When this cycle ends, high-level programs and functions will be as incomprehensible to most mainstream developers as assembly is today. Today's specs are tomorrow's programs.
Not a bad thing, really. And overdue, as the article makes all too clear. But the transition will be a dizzying one, with plenty of collateral disruption along the way.
Mathematical operations aren't obliged to respect the Zen of Python, but I like the thought that we could make it so that most have an obvious expression.
I wish I could peek at the alternative universe where Numpy just didn’t include broadcasting. Broadcasting is a sort of ridiculous idea.
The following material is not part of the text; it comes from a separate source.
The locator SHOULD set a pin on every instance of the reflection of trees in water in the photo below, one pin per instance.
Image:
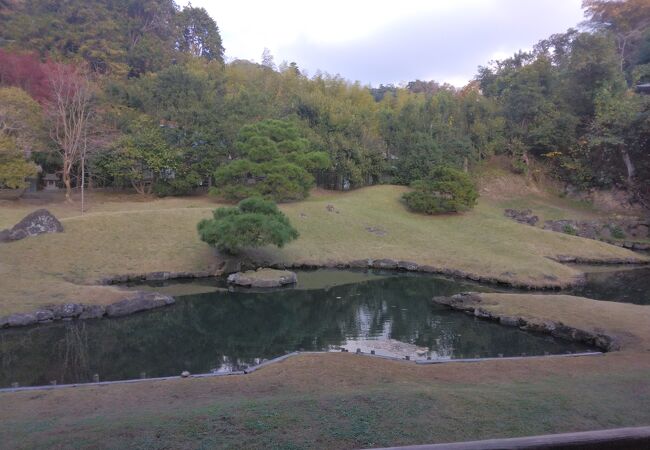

Trying to multiply a NxM matrix by a 1x1 matrix… should return an error, not perform some other operation totally unrelated to matrix multiplication!
Broadcasting is a sort of generalization of the idea of scalar-matrix product. You could make that less "ridiculous" by requiring a Hadamard product with a constant value matrix instead.
NumPy definitely has some rough edges, I sympathize with the frustrations for sure.